Une relève à préparer
À 50 ans, Stéphane Bouchard commence à penser à l’avenir. Il cherche une relève à former, idéalement un jeune sortant de l’école ou un passionné prêt à apprendre le métier comme lui l’a fait. « Quelqu’un qui veut s’investir, développer son style et éventuellement reprendre le flambeau. »
S’il rejette l’idée de se multiplier ailleurs « Je ne veux pas devenir gestionnaire, je veux continuer à tourner et parler aux clients », il n’exclut pas un virage vers les pièces uniques et les galeries d’art.

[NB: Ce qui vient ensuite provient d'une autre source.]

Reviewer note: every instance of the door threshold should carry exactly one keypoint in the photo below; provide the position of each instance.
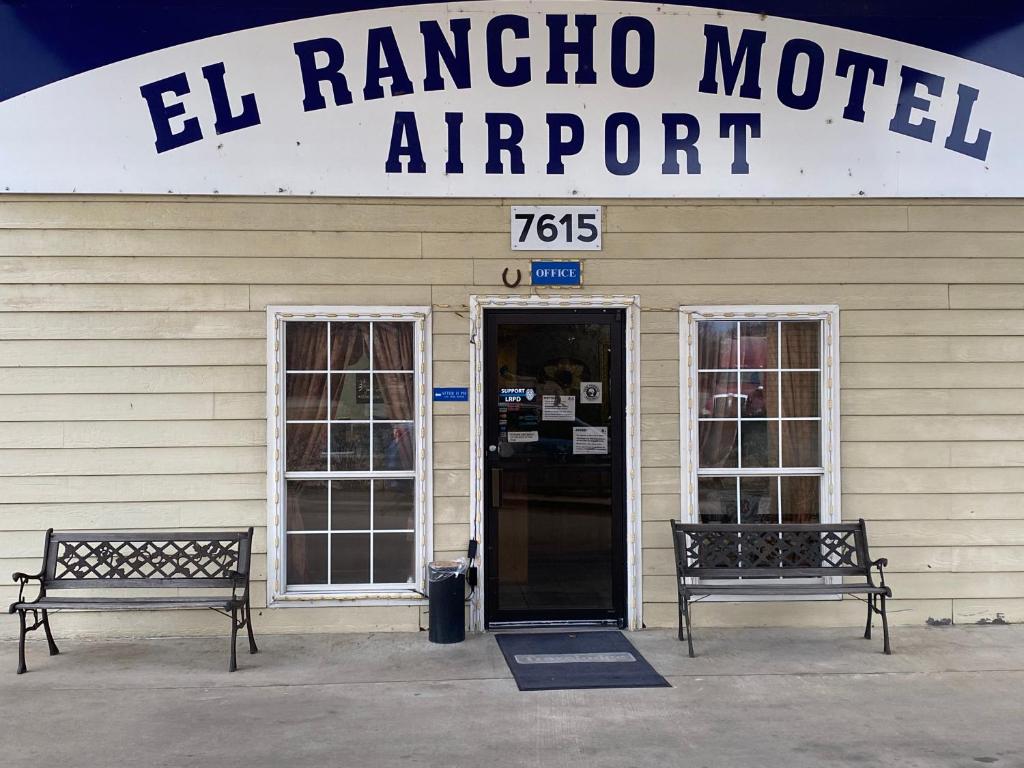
(554, 626)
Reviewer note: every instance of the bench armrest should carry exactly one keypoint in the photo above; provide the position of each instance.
(882, 562)
(23, 581)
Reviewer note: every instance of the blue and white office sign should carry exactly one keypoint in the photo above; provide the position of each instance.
(451, 394)
(558, 273)
(591, 98)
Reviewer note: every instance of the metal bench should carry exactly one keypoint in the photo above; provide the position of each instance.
(152, 560)
(714, 559)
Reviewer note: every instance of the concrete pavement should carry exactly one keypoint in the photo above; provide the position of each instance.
(949, 696)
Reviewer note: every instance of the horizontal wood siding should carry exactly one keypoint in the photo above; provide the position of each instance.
(132, 372)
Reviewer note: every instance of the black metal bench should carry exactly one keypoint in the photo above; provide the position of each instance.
(714, 559)
(153, 560)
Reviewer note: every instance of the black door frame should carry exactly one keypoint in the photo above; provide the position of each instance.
(616, 317)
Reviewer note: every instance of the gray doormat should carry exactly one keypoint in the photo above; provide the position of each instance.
(577, 659)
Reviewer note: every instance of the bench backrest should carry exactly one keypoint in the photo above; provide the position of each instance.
(146, 559)
(712, 551)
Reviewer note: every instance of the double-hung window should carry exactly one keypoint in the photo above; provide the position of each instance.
(760, 420)
(349, 476)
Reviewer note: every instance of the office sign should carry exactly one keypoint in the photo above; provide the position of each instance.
(734, 98)
(558, 273)
(451, 394)
(556, 227)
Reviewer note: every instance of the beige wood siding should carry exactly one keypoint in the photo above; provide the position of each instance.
(132, 371)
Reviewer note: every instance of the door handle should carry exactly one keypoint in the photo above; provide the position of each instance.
(496, 487)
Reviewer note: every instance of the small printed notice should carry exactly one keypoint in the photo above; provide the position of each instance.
(590, 440)
(591, 392)
(558, 408)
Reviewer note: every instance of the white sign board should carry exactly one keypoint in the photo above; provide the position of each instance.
(556, 227)
(590, 440)
(524, 99)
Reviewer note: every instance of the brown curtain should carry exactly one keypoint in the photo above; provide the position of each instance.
(305, 349)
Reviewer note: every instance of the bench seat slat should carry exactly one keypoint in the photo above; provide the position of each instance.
(69, 583)
(130, 603)
(783, 588)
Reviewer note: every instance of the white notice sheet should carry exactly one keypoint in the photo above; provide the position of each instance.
(590, 440)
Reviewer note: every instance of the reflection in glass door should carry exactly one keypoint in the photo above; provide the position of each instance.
(554, 413)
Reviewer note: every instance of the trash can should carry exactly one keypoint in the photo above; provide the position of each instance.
(448, 600)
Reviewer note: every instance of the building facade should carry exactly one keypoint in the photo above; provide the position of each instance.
(303, 274)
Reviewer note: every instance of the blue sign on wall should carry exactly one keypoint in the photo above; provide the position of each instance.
(451, 394)
(556, 272)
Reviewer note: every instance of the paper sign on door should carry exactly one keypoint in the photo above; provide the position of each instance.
(590, 440)
(558, 408)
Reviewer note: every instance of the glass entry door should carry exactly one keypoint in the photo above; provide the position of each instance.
(554, 467)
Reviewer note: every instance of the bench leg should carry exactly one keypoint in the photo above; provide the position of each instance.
(689, 632)
(870, 609)
(232, 665)
(682, 635)
(885, 628)
(20, 644)
(249, 627)
(49, 637)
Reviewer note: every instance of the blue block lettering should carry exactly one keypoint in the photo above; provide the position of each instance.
(406, 142)
(384, 60)
(558, 145)
(909, 100)
(811, 91)
(674, 143)
(313, 75)
(224, 121)
(436, 48)
(497, 143)
(748, 60)
(740, 126)
(161, 113)
(862, 66)
(518, 75)
(559, 48)
(645, 41)
(962, 121)
(632, 125)
(454, 122)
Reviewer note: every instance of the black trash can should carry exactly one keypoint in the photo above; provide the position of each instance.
(448, 600)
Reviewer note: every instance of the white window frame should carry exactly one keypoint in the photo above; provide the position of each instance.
(278, 592)
(830, 485)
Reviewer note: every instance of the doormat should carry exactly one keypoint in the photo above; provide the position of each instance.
(567, 660)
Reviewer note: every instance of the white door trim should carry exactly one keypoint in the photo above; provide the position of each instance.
(634, 582)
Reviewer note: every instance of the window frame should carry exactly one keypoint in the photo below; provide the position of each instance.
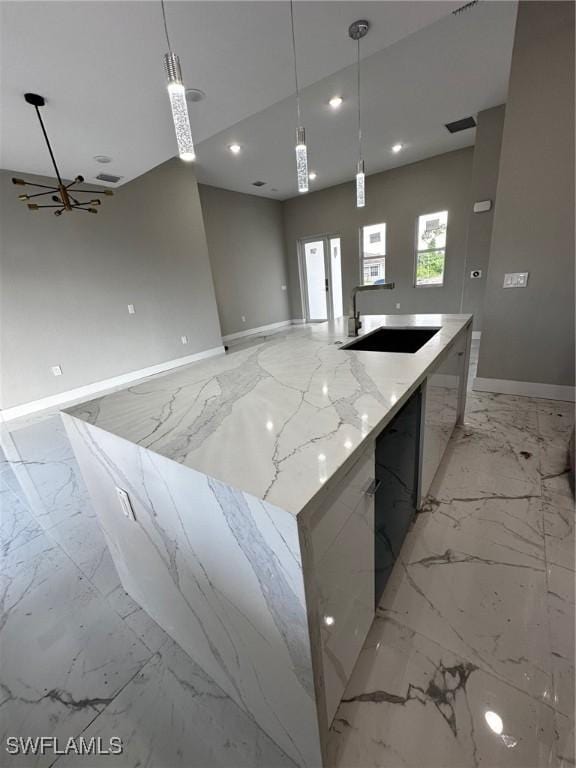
(362, 259)
(418, 252)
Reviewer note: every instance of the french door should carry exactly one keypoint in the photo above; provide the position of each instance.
(321, 270)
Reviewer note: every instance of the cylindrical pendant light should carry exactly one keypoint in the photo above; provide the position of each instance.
(357, 31)
(177, 95)
(301, 149)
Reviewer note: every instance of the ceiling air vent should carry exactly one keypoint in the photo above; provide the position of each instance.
(109, 178)
(461, 125)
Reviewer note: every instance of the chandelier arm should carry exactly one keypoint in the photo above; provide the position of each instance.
(49, 146)
(87, 191)
(40, 194)
(43, 186)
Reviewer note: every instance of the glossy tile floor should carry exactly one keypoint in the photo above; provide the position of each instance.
(470, 661)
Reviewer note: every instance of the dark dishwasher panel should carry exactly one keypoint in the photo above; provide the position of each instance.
(397, 459)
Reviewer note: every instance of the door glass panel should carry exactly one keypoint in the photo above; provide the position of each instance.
(336, 272)
(316, 280)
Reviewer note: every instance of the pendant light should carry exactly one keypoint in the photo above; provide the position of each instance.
(357, 31)
(301, 150)
(177, 94)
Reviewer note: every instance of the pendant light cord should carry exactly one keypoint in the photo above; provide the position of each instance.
(49, 146)
(294, 57)
(358, 89)
(165, 25)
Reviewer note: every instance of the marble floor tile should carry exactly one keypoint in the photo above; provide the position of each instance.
(555, 421)
(564, 741)
(413, 703)
(17, 525)
(512, 523)
(479, 466)
(483, 600)
(554, 463)
(561, 613)
(64, 653)
(172, 715)
(502, 417)
(559, 535)
(471, 598)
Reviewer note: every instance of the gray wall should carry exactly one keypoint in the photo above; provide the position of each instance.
(66, 284)
(528, 334)
(397, 197)
(482, 187)
(246, 245)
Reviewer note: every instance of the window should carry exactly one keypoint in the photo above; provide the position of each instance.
(373, 253)
(431, 248)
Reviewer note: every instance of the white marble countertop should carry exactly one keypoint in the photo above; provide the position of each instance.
(281, 419)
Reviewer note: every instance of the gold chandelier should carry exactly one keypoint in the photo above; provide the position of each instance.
(63, 196)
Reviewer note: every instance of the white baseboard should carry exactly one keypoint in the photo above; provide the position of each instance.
(261, 329)
(525, 389)
(73, 396)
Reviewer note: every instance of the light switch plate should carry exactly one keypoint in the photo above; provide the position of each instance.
(515, 280)
(125, 504)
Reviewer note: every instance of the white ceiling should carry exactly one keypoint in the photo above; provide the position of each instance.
(99, 64)
(452, 69)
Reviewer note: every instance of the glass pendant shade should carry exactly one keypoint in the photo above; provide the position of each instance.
(177, 94)
(360, 185)
(301, 160)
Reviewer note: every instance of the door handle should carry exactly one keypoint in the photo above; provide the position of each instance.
(373, 487)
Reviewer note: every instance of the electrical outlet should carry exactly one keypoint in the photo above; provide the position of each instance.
(126, 504)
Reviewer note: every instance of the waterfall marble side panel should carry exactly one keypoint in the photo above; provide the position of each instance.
(219, 570)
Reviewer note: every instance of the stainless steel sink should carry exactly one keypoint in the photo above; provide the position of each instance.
(407, 340)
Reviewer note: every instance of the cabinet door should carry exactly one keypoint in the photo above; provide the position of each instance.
(441, 409)
(342, 543)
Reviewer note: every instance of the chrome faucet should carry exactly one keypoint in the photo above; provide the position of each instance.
(354, 323)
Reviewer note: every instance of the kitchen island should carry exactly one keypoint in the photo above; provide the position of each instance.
(237, 499)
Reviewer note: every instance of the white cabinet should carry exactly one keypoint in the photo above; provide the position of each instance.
(442, 395)
(341, 544)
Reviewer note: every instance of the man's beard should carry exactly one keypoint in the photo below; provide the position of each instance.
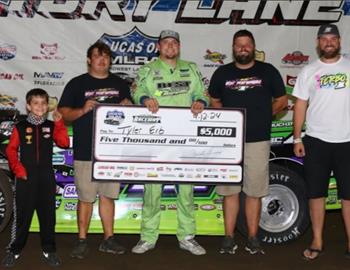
(329, 54)
(244, 59)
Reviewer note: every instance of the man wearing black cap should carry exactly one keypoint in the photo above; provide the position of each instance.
(258, 87)
(169, 81)
(322, 90)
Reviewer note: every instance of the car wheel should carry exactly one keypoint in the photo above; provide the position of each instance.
(284, 213)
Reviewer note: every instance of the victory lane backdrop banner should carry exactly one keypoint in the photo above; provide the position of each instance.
(44, 43)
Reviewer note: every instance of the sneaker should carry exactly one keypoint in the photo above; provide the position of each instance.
(253, 246)
(80, 249)
(9, 259)
(228, 245)
(51, 259)
(192, 246)
(142, 247)
(110, 245)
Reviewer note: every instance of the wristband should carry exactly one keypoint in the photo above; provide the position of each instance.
(297, 140)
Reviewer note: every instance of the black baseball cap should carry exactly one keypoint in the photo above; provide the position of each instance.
(326, 29)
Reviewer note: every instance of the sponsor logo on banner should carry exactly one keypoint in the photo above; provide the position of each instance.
(11, 76)
(48, 78)
(133, 48)
(48, 52)
(7, 102)
(7, 51)
(250, 12)
(290, 81)
(146, 119)
(114, 117)
(70, 191)
(296, 58)
(214, 57)
(70, 206)
(260, 55)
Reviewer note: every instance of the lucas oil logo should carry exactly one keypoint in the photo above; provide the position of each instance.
(333, 81)
(132, 48)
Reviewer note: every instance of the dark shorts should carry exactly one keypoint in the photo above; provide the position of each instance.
(321, 159)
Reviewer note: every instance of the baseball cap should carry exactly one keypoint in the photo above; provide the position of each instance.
(169, 33)
(328, 29)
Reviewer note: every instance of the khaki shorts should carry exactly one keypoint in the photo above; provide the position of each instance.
(87, 189)
(256, 172)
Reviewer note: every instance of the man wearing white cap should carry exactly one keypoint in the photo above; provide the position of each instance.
(323, 103)
(169, 81)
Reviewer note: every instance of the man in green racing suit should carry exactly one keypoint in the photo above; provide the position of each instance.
(169, 81)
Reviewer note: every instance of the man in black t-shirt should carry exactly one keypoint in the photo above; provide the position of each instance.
(257, 87)
(79, 98)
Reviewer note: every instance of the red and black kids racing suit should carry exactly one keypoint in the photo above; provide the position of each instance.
(35, 185)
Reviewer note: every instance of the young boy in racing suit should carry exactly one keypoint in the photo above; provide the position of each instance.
(35, 185)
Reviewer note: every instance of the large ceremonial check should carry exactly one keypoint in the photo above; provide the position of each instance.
(131, 144)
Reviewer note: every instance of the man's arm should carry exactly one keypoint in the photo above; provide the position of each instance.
(300, 108)
(279, 104)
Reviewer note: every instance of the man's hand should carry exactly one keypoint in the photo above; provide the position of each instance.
(197, 107)
(299, 149)
(151, 104)
(89, 106)
(125, 101)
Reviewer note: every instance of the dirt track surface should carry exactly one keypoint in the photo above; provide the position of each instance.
(168, 256)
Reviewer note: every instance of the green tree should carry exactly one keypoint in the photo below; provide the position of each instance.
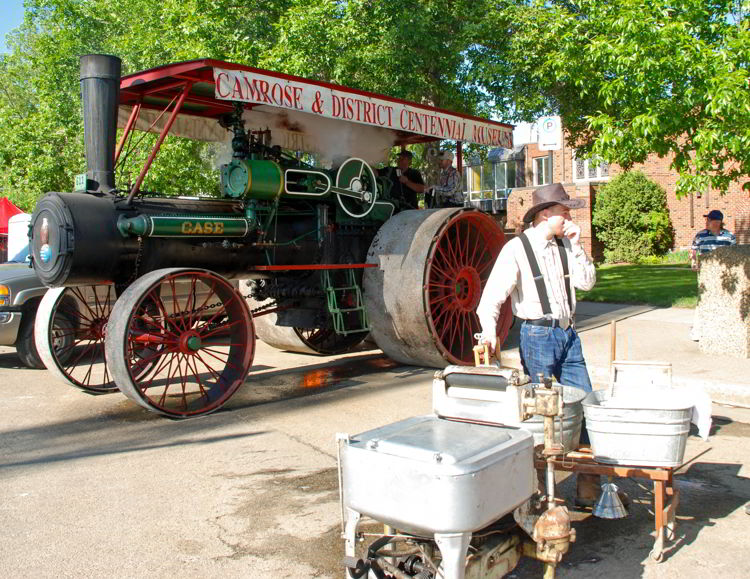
(630, 78)
(41, 129)
(631, 219)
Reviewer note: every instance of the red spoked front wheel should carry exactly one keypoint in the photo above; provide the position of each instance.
(181, 342)
(69, 330)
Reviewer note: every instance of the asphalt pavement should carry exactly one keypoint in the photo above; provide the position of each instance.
(95, 486)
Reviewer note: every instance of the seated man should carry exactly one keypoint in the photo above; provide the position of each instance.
(405, 181)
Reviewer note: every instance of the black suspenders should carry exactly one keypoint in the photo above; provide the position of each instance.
(539, 279)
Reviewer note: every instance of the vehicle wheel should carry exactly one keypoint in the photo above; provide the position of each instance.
(25, 346)
(70, 327)
(180, 341)
(421, 298)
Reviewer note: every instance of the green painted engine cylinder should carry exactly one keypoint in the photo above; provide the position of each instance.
(185, 226)
(252, 179)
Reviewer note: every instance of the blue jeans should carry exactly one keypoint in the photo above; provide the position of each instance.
(554, 352)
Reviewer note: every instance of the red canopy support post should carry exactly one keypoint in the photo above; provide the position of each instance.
(128, 127)
(157, 146)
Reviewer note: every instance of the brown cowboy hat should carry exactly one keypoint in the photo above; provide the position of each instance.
(548, 196)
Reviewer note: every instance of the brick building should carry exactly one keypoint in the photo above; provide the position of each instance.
(516, 173)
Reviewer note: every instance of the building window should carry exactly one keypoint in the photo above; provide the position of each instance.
(505, 175)
(542, 170)
(585, 171)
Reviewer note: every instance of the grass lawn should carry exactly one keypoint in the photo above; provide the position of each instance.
(657, 285)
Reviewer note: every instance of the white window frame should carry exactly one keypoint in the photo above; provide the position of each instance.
(505, 165)
(586, 177)
(546, 167)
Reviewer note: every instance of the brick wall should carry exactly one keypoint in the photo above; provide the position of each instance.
(686, 214)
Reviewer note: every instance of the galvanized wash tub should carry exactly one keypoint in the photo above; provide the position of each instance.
(572, 419)
(641, 427)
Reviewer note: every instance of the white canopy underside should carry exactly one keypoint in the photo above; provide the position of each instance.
(333, 139)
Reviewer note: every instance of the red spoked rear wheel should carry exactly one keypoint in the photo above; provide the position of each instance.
(459, 264)
(180, 342)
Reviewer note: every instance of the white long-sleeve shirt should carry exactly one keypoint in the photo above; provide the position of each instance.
(511, 276)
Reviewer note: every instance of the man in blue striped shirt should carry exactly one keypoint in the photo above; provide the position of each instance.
(713, 236)
(705, 241)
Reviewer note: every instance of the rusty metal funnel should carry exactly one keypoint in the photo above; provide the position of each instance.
(609, 505)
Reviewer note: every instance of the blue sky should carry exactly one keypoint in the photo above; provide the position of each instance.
(11, 16)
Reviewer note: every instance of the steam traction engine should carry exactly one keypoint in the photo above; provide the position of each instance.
(141, 300)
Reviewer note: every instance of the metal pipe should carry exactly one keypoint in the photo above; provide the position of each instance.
(100, 97)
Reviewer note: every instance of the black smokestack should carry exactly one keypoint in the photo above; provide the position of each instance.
(100, 93)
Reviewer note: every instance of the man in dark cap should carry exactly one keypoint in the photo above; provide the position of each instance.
(540, 271)
(405, 181)
(705, 241)
(710, 238)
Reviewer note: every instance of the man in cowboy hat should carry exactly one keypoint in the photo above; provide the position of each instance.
(540, 270)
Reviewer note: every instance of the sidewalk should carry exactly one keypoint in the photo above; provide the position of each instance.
(648, 333)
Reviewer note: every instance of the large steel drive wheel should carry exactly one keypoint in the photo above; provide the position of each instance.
(180, 341)
(316, 341)
(431, 269)
(69, 334)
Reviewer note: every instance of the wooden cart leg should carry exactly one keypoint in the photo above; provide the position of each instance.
(670, 514)
(657, 553)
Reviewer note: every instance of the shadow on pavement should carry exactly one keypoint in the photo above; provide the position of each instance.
(708, 492)
(131, 428)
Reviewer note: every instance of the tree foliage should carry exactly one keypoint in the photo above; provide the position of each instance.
(631, 219)
(412, 49)
(630, 78)
(41, 128)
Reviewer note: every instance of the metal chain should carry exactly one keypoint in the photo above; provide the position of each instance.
(138, 257)
(263, 307)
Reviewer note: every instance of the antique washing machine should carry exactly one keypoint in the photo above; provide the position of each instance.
(459, 496)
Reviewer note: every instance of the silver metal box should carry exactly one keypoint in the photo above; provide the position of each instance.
(493, 395)
(427, 475)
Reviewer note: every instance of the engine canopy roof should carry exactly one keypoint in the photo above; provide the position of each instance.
(302, 114)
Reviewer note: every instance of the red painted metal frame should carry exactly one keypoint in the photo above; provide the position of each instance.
(160, 140)
(128, 127)
(314, 266)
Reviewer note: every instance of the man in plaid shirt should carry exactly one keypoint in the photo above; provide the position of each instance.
(447, 192)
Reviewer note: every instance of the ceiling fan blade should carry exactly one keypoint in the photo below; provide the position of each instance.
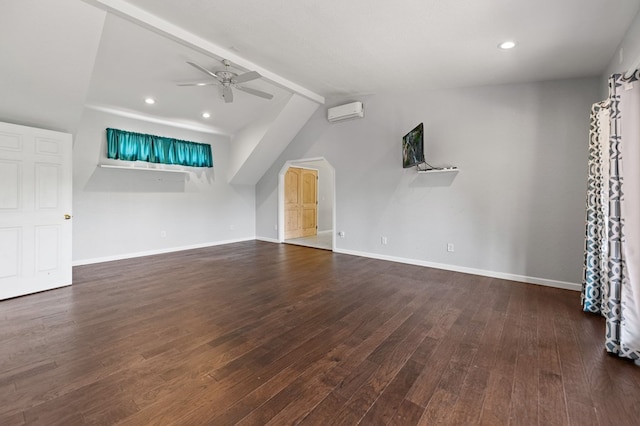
(204, 70)
(196, 84)
(255, 92)
(248, 76)
(227, 94)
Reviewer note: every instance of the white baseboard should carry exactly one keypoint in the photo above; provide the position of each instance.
(268, 240)
(502, 275)
(152, 252)
(481, 272)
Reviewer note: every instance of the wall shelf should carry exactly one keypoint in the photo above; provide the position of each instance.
(449, 169)
(147, 169)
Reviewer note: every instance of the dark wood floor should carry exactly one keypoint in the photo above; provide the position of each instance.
(261, 333)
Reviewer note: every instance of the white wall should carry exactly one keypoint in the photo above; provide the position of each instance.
(121, 213)
(516, 206)
(627, 52)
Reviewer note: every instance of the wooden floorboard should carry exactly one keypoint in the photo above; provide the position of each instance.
(258, 333)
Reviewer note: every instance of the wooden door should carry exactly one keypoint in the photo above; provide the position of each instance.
(35, 208)
(309, 205)
(301, 203)
(292, 203)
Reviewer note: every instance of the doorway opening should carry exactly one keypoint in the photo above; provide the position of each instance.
(300, 221)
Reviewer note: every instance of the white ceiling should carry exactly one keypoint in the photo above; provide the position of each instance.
(347, 47)
(134, 63)
(332, 48)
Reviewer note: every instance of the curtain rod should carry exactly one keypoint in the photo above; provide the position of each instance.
(634, 66)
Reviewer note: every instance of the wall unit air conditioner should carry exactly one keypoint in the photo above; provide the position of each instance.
(346, 111)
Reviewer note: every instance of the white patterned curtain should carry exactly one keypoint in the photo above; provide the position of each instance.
(611, 280)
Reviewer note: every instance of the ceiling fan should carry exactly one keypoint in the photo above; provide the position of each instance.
(227, 79)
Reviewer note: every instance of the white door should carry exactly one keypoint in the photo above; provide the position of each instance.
(35, 210)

M. Bouchard a ajouté une corde à son arc tout récemment : lors d’un voyage au Japon, il a appris la technique du kintsugi, une pratique ancestrale, auprès d’un maître reconnu comme un trésor national vivant.

Une entreprise enracinée
Fortement ancré dans la région, l’atelier mise sur l’achat local. « 98 % de ce qu’on vend est fait ou transformé ici. La clientèle est fidèle, et elle nous pousse à nous renouveler. La première chose qu’on me demande en entrant, c’est : qu’est-ce qu’il y a de nouveau cette année ? »
Et à ceux qui achètent une pièce, il rappelle : « Vous n’achetez pas juste un bol. Vous achetez une part de déception, de création, de joie. C’est tout ça qui se retrouve dans nos pièces. »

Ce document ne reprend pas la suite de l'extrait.